Hosted by Housing Trust of Silicon Valley
The conversion of tax credits into dollars for development can often be confusing for many community development practitioners. This seminar will provide clarity and understanding for developers, community development staff, planners, government officials and CRA bankers about the differences in the ability of LIHTC (Low Income Housing Tax Credits) , NMTC (New Markets Tax Credits), and HTC (Historic Tax Credits) and their ability to generate funds for development.
- Why does a 9% LIHTC credit generate more money than a 4% LIHTC credit but less money than a 20% Historic Tax Credit or a 39% NMTC?
- Why is a 4% LIHTC tax credit considered a 30% tax credit and why is a 16% tax credit considered a 70% tax credit?
- Why are some tax credits more valuable than others?

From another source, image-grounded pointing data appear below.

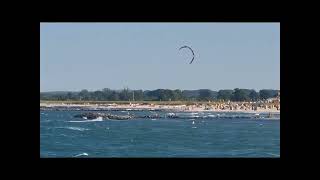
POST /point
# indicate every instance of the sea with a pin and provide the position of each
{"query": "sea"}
(216, 135)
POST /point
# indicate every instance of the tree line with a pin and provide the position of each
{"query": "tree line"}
(126, 94)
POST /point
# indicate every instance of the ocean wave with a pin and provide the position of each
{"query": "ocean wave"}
(73, 128)
(82, 154)
(92, 120)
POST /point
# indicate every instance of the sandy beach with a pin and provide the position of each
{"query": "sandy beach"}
(221, 107)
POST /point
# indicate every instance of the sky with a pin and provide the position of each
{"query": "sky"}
(92, 56)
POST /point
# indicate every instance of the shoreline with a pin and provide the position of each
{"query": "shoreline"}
(151, 107)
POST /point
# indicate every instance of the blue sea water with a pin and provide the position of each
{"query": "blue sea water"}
(62, 135)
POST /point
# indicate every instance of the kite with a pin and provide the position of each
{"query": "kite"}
(190, 50)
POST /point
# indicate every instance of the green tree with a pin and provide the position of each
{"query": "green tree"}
(240, 95)
(84, 94)
(204, 94)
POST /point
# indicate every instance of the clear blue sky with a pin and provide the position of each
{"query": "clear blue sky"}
(75, 56)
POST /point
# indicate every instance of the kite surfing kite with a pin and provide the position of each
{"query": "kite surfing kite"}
(190, 50)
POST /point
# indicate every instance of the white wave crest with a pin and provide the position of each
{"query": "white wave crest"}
(76, 128)
(82, 154)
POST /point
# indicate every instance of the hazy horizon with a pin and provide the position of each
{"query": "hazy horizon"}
(93, 56)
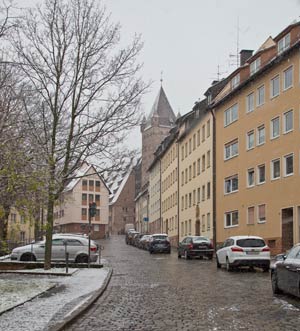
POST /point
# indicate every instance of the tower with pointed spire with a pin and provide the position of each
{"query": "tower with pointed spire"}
(154, 129)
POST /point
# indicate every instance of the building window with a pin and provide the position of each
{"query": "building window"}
(250, 102)
(284, 43)
(289, 165)
(231, 184)
(198, 166)
(255, 66)
(250, 218)
(235, 81)
(275, 86)
(203, 222)
(231, 115)
(208, 190)
(208, 221)
(250, 140)
(203, 133)
(261, 135)
(208, 129)
(203, 162)
(194, 141)
(261, 213)
(275, 127)
(208, 159)
(288, 121)
(261, 95)
(288, 78)
(261, 174)
(250, 177)
(231, 149)
(231, 219)
(275, 171)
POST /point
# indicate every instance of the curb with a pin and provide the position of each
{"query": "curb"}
(82, 308)
(23, 302)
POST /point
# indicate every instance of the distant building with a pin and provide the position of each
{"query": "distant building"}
(72, 211)
(154, 129)
(121, 204)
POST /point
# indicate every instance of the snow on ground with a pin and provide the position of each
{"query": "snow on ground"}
(54, 304)
(15, 292)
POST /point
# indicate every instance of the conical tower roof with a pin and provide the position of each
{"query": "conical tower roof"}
(162, 110)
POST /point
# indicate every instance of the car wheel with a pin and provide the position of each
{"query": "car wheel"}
(228, 266)
(27, 257)
(218, 263)
(82, 259)
(275, 288)
(266, 269)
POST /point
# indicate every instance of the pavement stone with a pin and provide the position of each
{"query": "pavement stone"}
(161, 292)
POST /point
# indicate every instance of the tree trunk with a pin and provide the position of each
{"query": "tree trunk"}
(49, 230)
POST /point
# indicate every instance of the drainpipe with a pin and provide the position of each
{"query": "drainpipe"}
(178, 196)
(214, 186)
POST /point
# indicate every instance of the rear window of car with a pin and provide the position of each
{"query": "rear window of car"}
(160, 237)
(197, 239)
(250, 242)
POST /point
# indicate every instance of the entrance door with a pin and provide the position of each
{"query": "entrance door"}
(287, 223)
(197, 228)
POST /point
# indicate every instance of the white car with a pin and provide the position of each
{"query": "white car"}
(77, 247)
(238, 251)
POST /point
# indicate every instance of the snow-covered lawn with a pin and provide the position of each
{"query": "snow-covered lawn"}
(52, 306)
(15, 292)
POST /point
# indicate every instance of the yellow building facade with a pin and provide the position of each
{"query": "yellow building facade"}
(258, 146)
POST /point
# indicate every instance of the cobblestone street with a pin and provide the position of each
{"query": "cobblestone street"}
(162, 292)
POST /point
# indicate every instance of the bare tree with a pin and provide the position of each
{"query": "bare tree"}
(86, 86)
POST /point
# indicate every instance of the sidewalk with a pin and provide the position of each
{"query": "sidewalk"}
(61, 299)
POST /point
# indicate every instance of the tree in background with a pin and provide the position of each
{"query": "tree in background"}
(84, 92)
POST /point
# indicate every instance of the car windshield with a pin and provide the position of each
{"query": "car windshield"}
(196, 239)
(160, 237)
(251, 242)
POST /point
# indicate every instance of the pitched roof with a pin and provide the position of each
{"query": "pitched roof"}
(162, 110)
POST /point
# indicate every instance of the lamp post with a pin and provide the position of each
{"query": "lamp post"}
(92, 213)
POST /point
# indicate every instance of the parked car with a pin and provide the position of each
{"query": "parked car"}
(77, 246)
(136, 239)
(144, 241)
(285, 274)
(195, 246)
(159, 243)
(129, 236)
(241, 251)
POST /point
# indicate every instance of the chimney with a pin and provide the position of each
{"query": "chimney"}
(245, 54)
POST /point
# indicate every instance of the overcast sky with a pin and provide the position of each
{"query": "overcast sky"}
(188, 39)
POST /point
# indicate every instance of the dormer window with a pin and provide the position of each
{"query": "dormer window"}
(255, 66)
(284, 43)
(235, 81)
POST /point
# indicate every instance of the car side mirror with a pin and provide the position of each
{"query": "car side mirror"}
(280, 257)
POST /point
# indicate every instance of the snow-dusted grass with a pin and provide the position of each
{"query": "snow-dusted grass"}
(52, 306)
(15, 292)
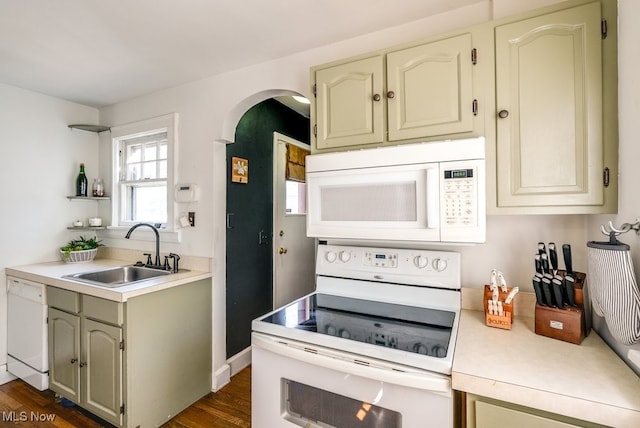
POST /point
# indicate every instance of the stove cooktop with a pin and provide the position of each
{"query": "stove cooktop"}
(412, 329)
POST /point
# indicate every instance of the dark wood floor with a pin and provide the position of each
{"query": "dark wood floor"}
(23, 406)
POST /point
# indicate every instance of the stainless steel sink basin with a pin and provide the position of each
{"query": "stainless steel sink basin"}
(117, 277)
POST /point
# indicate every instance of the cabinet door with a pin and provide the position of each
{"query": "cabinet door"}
(549, 110)
(429, 89)
(349, 104)
(102, 369)
(64, 354)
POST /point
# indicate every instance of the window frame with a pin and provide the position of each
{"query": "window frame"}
(167, 122)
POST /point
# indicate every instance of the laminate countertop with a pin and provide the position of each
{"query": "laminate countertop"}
(587, 381)
(52, 274)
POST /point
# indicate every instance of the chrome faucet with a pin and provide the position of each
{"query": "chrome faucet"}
(155, 230)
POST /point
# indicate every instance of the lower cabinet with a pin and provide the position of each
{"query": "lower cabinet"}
(86, 357)
(137, 373)
(482, 412)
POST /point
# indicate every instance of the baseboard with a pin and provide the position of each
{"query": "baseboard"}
(221, 377)
(239, 361)
(5, 376)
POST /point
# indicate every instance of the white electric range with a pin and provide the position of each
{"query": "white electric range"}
(372, 346)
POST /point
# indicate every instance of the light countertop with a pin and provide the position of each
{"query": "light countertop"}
(51, 274)
(587, 381)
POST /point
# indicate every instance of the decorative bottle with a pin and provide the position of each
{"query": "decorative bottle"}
(81, 182)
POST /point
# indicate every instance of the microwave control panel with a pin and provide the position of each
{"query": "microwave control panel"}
(460, 198)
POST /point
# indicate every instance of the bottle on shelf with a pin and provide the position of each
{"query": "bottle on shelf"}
(81, 182)
(97, 189)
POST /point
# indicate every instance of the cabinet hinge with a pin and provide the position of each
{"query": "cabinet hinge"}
(605, 176)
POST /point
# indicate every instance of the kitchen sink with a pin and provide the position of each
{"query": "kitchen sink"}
(117, 277)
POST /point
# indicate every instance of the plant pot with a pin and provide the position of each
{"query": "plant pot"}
(79, 256)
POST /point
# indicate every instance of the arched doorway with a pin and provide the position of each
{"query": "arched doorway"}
(249, 255)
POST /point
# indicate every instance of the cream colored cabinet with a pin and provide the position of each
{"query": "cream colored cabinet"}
(553, 146)
(429, 89)
(426, 91)
(349, 103)
(482, 412)
(64, 354)
(86, 354)
(141, 372)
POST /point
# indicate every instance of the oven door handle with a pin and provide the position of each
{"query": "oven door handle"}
(432, 382)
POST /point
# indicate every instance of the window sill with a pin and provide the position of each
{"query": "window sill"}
(142, 234)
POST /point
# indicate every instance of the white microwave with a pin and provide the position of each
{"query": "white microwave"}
(430, 192)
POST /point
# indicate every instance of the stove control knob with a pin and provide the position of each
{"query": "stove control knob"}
(419, 348)
(420, 261)
(439, 264)
(438, 351)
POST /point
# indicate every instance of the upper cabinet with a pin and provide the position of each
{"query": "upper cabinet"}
(396, 96)
(541, 87)
(429, 89)
(550, 134)
(350, 108)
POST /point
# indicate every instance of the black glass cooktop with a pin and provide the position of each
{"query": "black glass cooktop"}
(419, 330)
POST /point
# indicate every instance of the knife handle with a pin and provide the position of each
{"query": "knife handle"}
(569, 286)
(566, 252)
(553, 256)
(557, 293)
(537, 287)
(546, 290)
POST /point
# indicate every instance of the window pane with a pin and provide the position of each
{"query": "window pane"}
(296, 202)
(162, 169)
(150, 152)
(163, 151)
(134, 154)
(147, 203)
(133, 172)
(148, 170)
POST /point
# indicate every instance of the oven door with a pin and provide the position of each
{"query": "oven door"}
(294, 384)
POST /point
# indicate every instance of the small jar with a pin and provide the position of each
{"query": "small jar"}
(97, 187)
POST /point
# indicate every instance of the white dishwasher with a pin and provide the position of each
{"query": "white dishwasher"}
(27, 332)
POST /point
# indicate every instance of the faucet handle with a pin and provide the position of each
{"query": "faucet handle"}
(175, 258)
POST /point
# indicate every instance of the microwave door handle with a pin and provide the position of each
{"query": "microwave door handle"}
(433, 198)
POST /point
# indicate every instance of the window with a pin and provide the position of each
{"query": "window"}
(143, 175)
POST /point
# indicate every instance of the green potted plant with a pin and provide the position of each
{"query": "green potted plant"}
(80, 250)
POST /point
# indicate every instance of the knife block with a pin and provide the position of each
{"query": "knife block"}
(568, 324)
(498, 321)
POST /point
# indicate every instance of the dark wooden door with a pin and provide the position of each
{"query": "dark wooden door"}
(250, 217)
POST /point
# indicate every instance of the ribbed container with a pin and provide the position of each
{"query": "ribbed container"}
(79, 256)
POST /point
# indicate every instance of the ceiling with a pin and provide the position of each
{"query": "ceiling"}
(97, 52)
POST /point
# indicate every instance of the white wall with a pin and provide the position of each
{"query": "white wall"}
(209, 107)
(39, 161)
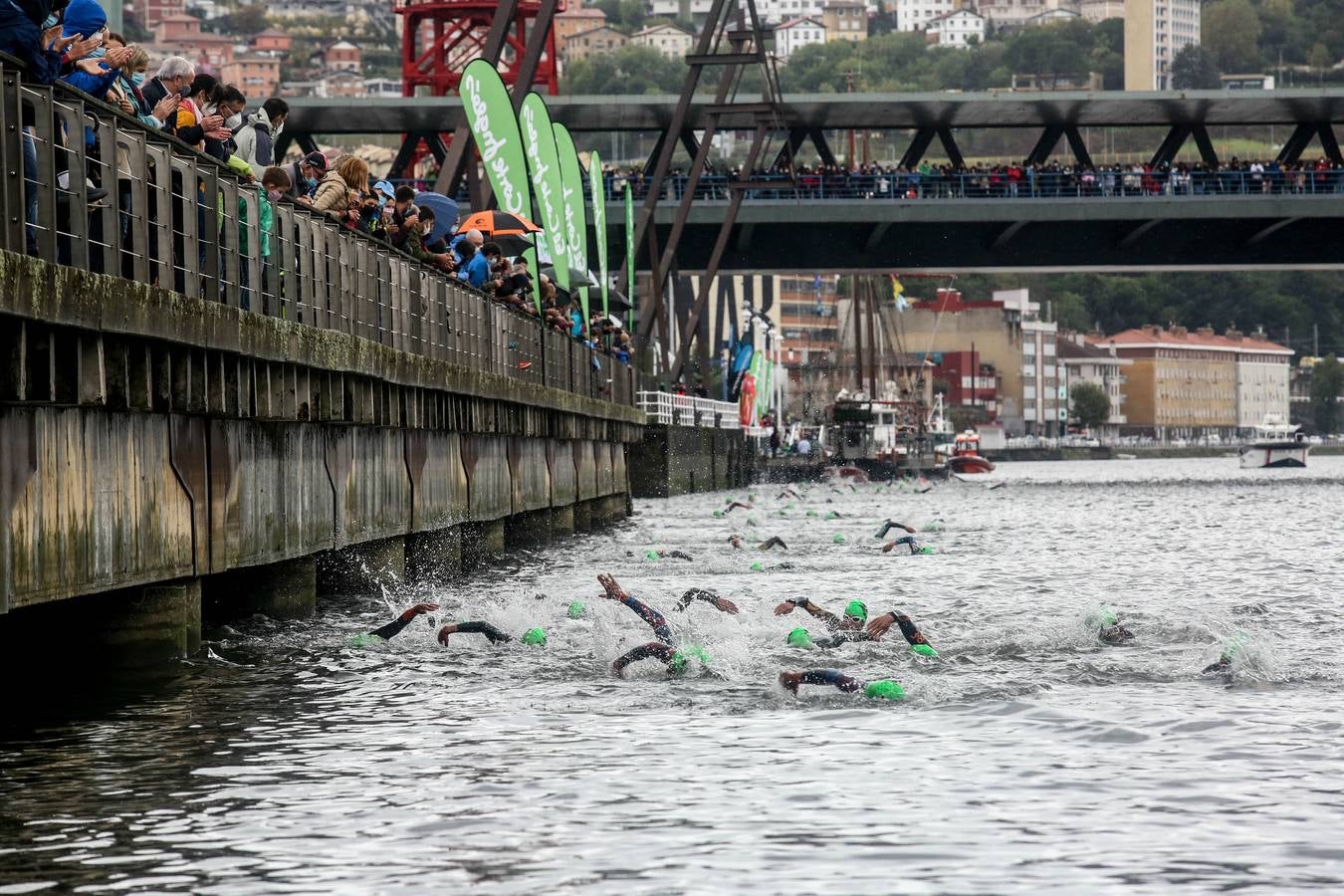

- What are the factors investors consider when investing in tax credits?
This seminar will provide an overview and understanding on the calculation of different tax credits and their ability to generate subsidies for your community’s or project’s development. It is not intended as a substitute for practitioner training for eligibility, qualifications, compliance, underwriting or individual program application requirements.
Organizer for Making “Cents” out of Tax Credits
Housing Trust Silicon Valley (Housing Trust) is a nonprofit community loan fund that works to improve quality of life low-income people in the 13-county greater Bay Area by increasing affordable housing opportunities. Since 2000, Housing Trust has invested $200 million in programs that help everyone from the homeless to renters to first-time homebuyers – creating more than 17,000 affordable housing opportunities serving over 30,000 of our neighbors. It is the first nonprofit Community Development Financial Institution (CDFI) to receive a Standard & Poor’s rating, AA- because of its strong capacity to meet financial commitments. Craig Mizushima is the Chief Impact Officer for the Housing Trust and has over 35-years of experience in community development lending with government, nonprofits and financial institutions.
Please enter using the Brokaw entrance, not the branch entrance facing First Street.
Free parking surrounding the building.